Blind Augmentation: Calibration-free Camera Distortion Model Estimation for Real-time Mixed-reality Consistency

TL;DR

The paper tackles the challenge of achieving visual consistency between real camera footage and virtual content in real-time mixed-reality without requiring camera calibration or markers. It introduces blind augmentation, which jointly learns a distortion model for noise, motion blur, and depth-of-field from arbitrary videos, then uses this model to synthesize corresponding distortions for virtual objects in real time. The approach combines depth and motion estimation with lightweight, end-to-end optimization to recover parameters such as $\lambda$, $\delta$, and $\sigma$, and then applies MB, DoF, and noise using off-the-shelf renderers, enabling fast startup and robust AR compositing. Extensive qualitative, quantitative, user-study, and real-time demonstrations (including a Unity demo on a Meta Quest 3) show that the method matches or exceeds marker-based baselines without requiring prior calibration, while maintaining practical runtime. This work offers a practical path to calibration-free, high-fidelity AR alignment in consumer MR devices.

Abstract

Real camera footage is subject to noise, motion blur (MB) and depth of field (DoF). In some applications these might be considered distortions to be removed, but in others it is important to model them because it would be ineffective, or interfere with an aesthetic choice, to simply remove them. In augmented reality applications where virtual content is composed into a live video feed, we can model noise, MB and DoF to make the virtual content visually consistent with the video.
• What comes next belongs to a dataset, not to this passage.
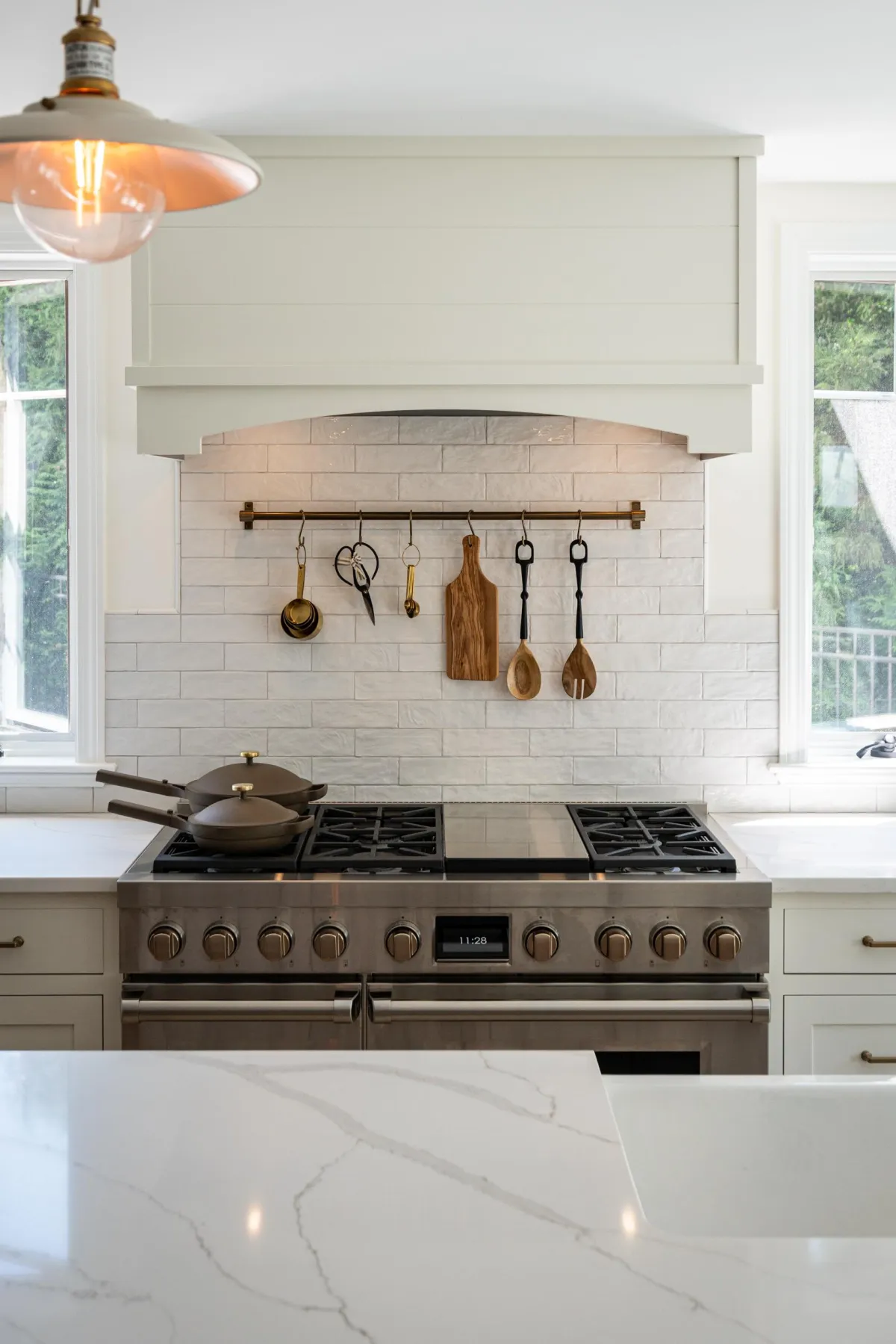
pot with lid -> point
(237, 824)
(267, 781)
Existing methods for this typically suffer two main limitations. First, they require a camera calibration step to relate a known calibration target to the specific cameras response. Second, existing work require methods that can be (differentiably) tuned to the calibration, such as slow and specialized neural networks. We propose a method which estimates parameters for noise, MB and DoF instantly, which allows using off-the-shelf real-time simulation methods from e.g., a game engine in compositing augmented content. Our main idea is to unlock both features by showing how to use modern computer vision methods that can remove noise, MB and DoF from the video stream, essentially providing self-calibration. This allows to auto-tune any black-box real-time noise+MB+DoF method to deliver fast and high-fidelity augmentation consistency.

Figures (16)

• Figure 1: Overview of our approach, comprising of a training part (top half) and a test or deployment phase (bottom half). Training starts with the input image $I$I at the top left that is fed into off-the-shelf depth and flow extractors, as well as off-the-shelf methods to remove noise, MB and DoF. These off-the-shelf processes are denoted as (black arrows). Next, the image difference between a re-synthesis of noise, MB and DoF is computed and compared to the input image (orange arrows). This error is minimized by back-propagating to the noise, MB and DoF parameters (blue arrows). This forms a model that knows the noise profile, how to blur for which depth or which motion (top right). At test time, we know flow and depth of a virtual RGB image, and hence can synthesize noise, MB and DoF (pink arrows) using off-the-shelf and fast methods, before composing a final image with consistency superior to no noise, MB and DoF.
• Figure 2: Testing correctness of our approach by estimating camera parameters for different conditions. The first three columns are three different input images. In each column, this input is subject to increasingly strong distortion. The distortion is MB with falling balls in the first row (varying exposure), noise in the second row (varying exposure), and DoF in the third row (varying focus distance). Now, the last three columns are results of our algorithm, adding the right distortion, at the right extent to the same virtual content augmenting the input. We see that the virtual object looks different for different levels of distortion. We also see that the level of distortion is consistent with the input when composed. Please see the supplemental PDF for a discussion on the parameters recovered and the supplemental video to see the distortions in motion.
• Figure 3: Applying our method to augment very similar scenes with the same virtual objects captured with entirely different cameras. We show original input images (top) for each augmented image (bottom). We see that, while distortions differ, our methods consistently transfers them all with plausible settings to the virtual object. Note that the scene framing differs, as the aspect and optics of these cameras differ. Also note that the difference in color reproduction (radiometric calibration) are -- besides the chromatic variance of the noise-- not the aim of this work.
• Figure 4: Results of our Identification and our Consistency study on the top and bottom, respectively.
• Figure 5: Recovered parameters using Optimization and FullPipeline on the top and bottom, respectively for MB (left) and DoF (right). For MB ground truth parameters are shown in blue and recovered parameters are shown in orange. For DoF ground truth models $G(Z)$ are shown with solid lines and recovered models $\hat{G}(Z)$ are shown with dotted lines. The colors denote different models of DoF. We observe good correlation between ground truth and recovered parameters in both experiments.